Is Your Data Noisy and Ambiguous?

March 3, 2023      Kevin Schulman, Founder, DonorVoice and DVCanvass

Do you prefer noisy and ambiguous or clear and explicit?  Doubt anyone would say the former but the sector, ironically, relies almost exclusively on the noisy and ambiguous kind of data.

The person,

  • Clicked – did they click out of idle curiosity or with intent?  Did the context (e.g., time of day or mood) impact the click decision?
  • Donated online/offline – was the giving guilt induced or internally motivated?  Does the person have intention to give again?  Was the reply form confusing?

We rely heavily on mouse and pen movement with little to no understanding of why.

We’re not alone. Spotify wonders why someone skipped a recommended song.  The skipping behavior is noisy and ambiguous.  How does the machine in the recommender engine interpret the skip?  Maybe that song would have been perfect if the person was exercising but not mellowing out on Sunday morning.  Maybe it was an accident, they meant to hit the like button.

These last-mile behaviors are a form of user/donor feedback.   But we need to marry the messy with the less messy to clarify.  We need different feedback, the kind that only the user/donor can provide.

Put a Canary in Your Donate Page Coal Mine

There are three categories of explicit user feedback needed to create a better user/donor experience.

  • Clarifying Behavioral Signals:  The list here is almost endless.  Why did the person exit the donate page without finishing?  This is known as the abandoned shopping cart in consumer world.

We place code on the donate form to trigger a modal window appearing if the person on the donate page moves their mouse to the top of the browser to exit.   The feedback script asks people why they’re leaving with a couple structured questions.  This is the canary in the coal mine, I don’t need a lot of people giving me this feedback to have some useful insight.  Otherwise, it’s a really dark hole.
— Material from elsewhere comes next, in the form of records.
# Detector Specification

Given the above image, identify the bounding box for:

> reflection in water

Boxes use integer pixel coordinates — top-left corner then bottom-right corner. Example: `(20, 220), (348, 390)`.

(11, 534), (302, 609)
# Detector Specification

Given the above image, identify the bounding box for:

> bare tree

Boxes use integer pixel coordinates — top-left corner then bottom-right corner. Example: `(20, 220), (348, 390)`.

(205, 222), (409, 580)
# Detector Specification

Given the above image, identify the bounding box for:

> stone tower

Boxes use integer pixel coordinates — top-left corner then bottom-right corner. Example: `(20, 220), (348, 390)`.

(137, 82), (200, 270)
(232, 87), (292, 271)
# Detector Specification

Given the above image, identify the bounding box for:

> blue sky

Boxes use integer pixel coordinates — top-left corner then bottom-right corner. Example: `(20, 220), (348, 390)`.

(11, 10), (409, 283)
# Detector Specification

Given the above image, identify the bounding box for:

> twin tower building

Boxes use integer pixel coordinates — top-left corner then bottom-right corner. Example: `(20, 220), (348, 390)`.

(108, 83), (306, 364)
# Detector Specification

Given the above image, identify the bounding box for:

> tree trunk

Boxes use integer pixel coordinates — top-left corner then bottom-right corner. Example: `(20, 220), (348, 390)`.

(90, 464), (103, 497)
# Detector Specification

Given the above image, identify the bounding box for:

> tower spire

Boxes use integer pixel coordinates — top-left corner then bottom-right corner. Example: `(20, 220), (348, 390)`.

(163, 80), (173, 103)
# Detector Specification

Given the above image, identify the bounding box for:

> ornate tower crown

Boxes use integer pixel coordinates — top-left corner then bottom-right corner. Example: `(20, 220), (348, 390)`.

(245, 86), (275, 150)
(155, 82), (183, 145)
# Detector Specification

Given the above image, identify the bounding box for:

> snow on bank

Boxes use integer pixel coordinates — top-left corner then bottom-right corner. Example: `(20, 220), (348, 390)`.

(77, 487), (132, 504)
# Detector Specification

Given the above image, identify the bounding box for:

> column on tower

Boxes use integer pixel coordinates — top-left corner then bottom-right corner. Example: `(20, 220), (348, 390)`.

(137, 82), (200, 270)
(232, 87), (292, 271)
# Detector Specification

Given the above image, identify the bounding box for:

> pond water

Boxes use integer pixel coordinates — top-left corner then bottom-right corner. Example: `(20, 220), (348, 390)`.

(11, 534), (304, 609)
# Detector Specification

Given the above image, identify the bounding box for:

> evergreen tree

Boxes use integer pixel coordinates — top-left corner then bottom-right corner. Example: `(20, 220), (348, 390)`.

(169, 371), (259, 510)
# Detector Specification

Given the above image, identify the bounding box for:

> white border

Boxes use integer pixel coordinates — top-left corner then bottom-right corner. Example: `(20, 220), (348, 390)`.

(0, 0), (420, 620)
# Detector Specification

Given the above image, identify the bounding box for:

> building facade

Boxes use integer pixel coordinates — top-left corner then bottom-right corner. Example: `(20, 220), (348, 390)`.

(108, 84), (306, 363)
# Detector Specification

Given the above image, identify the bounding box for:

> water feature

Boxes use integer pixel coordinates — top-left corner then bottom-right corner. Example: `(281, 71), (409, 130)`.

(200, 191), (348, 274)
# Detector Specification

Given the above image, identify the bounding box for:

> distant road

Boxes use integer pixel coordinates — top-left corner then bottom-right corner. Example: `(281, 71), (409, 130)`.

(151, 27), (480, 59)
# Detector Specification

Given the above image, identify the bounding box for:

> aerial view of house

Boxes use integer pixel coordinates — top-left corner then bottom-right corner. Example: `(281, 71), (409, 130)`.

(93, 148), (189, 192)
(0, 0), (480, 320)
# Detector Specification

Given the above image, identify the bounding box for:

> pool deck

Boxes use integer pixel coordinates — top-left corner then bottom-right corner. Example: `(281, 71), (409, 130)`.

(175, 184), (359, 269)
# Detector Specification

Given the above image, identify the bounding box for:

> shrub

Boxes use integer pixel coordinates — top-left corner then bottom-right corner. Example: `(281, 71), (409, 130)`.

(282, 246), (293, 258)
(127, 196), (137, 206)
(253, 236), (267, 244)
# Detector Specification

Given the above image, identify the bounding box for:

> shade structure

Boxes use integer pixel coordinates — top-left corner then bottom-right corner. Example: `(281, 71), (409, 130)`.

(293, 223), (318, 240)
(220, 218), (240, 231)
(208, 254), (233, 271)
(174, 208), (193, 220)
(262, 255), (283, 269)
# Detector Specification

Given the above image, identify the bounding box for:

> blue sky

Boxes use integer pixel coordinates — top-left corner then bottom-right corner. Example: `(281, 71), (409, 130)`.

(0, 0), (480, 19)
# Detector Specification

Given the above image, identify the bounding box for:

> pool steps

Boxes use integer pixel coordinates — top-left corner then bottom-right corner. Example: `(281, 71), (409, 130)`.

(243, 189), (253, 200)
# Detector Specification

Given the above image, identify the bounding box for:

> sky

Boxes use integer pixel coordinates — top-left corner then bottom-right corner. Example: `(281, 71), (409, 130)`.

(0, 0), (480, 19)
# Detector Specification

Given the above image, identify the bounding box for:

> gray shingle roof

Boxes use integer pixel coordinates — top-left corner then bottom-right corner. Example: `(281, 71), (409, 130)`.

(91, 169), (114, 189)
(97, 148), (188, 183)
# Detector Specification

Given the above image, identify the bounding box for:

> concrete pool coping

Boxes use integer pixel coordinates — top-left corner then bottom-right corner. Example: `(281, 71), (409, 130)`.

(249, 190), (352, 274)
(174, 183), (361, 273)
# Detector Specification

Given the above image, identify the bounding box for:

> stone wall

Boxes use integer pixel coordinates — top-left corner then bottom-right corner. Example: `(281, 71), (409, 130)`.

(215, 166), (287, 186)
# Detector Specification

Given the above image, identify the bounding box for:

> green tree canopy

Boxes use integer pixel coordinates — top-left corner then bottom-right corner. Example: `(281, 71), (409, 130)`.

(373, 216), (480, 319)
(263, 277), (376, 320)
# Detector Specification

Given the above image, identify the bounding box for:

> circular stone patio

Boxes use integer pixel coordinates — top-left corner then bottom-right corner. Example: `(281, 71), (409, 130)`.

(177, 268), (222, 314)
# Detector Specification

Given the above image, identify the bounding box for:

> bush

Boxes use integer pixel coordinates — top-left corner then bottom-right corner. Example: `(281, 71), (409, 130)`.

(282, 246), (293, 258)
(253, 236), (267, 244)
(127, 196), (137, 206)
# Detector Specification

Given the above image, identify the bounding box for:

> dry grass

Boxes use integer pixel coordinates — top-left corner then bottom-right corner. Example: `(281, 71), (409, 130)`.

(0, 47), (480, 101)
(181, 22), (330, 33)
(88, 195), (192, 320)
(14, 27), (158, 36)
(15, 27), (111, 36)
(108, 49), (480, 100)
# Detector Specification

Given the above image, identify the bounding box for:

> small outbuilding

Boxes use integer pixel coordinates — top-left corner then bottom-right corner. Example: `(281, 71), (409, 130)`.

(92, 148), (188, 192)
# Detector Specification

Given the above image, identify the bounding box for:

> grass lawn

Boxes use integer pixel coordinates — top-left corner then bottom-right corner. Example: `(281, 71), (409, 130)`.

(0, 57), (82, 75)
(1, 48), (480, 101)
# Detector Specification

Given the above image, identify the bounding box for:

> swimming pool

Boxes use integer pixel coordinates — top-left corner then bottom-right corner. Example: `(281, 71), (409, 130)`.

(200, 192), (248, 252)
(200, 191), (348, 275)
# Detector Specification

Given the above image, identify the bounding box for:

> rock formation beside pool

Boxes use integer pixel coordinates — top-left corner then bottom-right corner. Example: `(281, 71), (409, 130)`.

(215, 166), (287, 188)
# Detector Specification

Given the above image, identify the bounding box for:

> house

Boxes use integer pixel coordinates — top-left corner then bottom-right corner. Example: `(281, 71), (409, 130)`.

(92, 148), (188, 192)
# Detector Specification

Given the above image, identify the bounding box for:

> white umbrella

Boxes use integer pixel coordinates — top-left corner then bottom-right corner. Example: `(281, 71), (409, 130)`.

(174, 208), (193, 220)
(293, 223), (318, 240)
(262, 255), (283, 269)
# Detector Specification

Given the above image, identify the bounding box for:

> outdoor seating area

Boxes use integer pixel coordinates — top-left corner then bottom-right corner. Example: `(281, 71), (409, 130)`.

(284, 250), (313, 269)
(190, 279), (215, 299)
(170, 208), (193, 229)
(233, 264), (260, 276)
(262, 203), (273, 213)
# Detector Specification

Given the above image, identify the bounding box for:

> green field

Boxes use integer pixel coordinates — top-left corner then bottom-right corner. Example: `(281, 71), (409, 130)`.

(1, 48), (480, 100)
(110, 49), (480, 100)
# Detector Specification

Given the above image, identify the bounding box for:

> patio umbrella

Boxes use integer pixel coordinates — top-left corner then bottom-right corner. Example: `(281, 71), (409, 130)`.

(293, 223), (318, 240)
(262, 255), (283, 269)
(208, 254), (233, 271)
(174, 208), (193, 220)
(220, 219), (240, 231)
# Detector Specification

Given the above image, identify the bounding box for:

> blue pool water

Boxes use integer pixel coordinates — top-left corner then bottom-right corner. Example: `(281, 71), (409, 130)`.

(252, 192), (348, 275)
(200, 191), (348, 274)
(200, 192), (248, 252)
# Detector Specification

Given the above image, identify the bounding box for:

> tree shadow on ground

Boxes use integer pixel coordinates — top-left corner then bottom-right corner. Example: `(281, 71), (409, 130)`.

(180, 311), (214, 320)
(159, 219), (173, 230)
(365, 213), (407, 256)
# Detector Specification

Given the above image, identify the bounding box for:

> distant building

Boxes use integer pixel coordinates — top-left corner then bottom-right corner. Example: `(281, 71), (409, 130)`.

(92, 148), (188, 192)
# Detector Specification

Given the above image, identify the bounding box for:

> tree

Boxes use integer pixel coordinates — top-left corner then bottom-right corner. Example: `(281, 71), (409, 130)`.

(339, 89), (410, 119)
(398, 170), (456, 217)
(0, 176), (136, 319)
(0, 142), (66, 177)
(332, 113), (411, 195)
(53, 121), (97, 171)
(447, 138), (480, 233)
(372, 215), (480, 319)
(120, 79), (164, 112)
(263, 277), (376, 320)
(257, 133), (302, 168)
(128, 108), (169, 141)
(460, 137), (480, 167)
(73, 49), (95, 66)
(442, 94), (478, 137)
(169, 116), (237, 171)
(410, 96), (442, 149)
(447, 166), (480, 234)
  • Collecting Feature Feedback: I’m surprised every time I ask the online CRM form providers if they do user research for feedback on layout, design and features.  The answer is always no, preceded by blank stares and awkward silence.  It takes very few humans giving qualitative feedback on your form or home page to identify a myriad of low-cost, high upside fixes.
  • Understanding User Context:  Did the person donate on a whim or because a friend asked, or do they have a strong, personal connection?  Second-gift conversion would be aided immensely by knowing the answer to this simple question.

But how do we design these requests for feedback so it’s not annoying or intrusive for the donor?  Here are three design considerations.

  • The framing of the feedback:  People are more likely to give feedback if it’s framed as collaborative, meaning it’ll help the giver (donor) and the receiver (charity) versus just the giver.
  • Indirect asking: It can be more effective to instruct donors on how to give feedback rather than ask for it directly.  For example, after an online donation the confirmation page can instruct donors that if they’d like to give feedback on the experience they can click the button and do so.  This is subtlety but importantly better (often) than asking the person to do it directly.
  • Timing: Ask right after the interaction or don’t bother.